When 25-year-old Abdiaziz Shafee closed college in April and went home for the holidays, he had no reason to think he might not go back when schools reopened to continue with his studies.
But now, the second-year diploma student at Mount Kenya University (MKU) has to face the reality that he might not be going back to school after all, and that his dream of completing his education might be no more.
Shafee is a refugee, born in Liboi, the border town of Kenya and Somalia, in 1991, when his family was fleeing the civil war in Somalia.
He is among thousands of his generation born at the camps to parents whose lives were shattered by the political upheavals in Somalia.
And now, he too, has brought forth children into this uncertain life, perpetuating a vicious cycle of statelessness.
He has never set foot in Somalia, the bulk of his life having been lived in Hagadera camp in Dadaab.
He believed that education was his ticket out of the narrow, opportunity-poor life that a refugee could expect. But recent events are teaching him painfully just how little say he has in the course his life takes.

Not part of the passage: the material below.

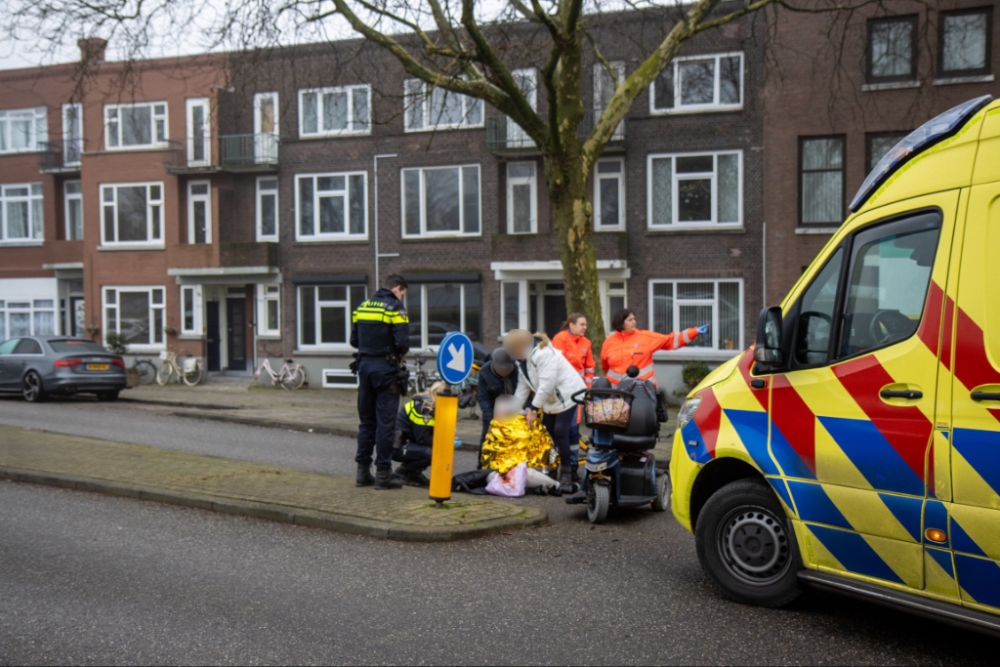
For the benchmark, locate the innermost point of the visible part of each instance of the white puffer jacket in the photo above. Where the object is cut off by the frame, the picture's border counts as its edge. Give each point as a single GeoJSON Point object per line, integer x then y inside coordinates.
{"type": "Point", "coordinates": [551, 377]}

“I was all set to finish my diploma in Public Relations this year and enrol for a degree immediately. But those dreams will remain just dreams,” he said.
He was awarded a scholarship by the European Union for being among the best students at his Waberi Secondary School in the 2011 Form Four exams, having scored C+.
The reason Shafee is unable to return to MKU six weeks after classes started is that he is unable to get the movement pass to travel to his college in Thika. This is as a result of government having dissolved the Department of Refugee Affairs(DRA).
In the absence of the DRA, there is little that the United Nations High Commission for Refugees can do to help him. His future hangs in a balance.
For Shafee, this is just one more rejection, a painful reminder that he is living on borrowed time in a country that has declared its stand on people like him.
“I have been a refugee my entire life and I can tell you that this is the lowest position in life. The Kenyan government wants us to go back to Somalia but that is a Somalia that I have never even set eyes on, he says.
Shafee is worried even more for his children, two toddlers, whose future is even more uncertain than his.
“At least I got an education in Kenya, no matter how basic. But my boys, who are yet to start school, will have to grow up in a Somalia that is so unstable, they may never go to school,” he says.
Like most refugees, he has dreams of being resettled in third countries like the United States or Canada. In 2012, he did a resettlement interview, but nothing came out of it.
On the other hand, the process to repatriate willing refugees is a picture of efficiency, one that takes just a week.
But he is unwilling to cast his lot on the latter and has decided to stay on until the last possible minute, praying for a miracle to happen.
But doesn’t Somalia need educated young men like him to restart its economic engines?
“I would very much like to work in Somalia and help in the rebuilding of our country but the opportunities don’t exist. I have friends who have gone back and they tell me that it is very difficult to get jobs because the Somali government is shunning those with Kenyan certificates,” he says.
Shafee paints a bleak picture of a disenfranchised group of people who face an impossible decision come the closure of the camp.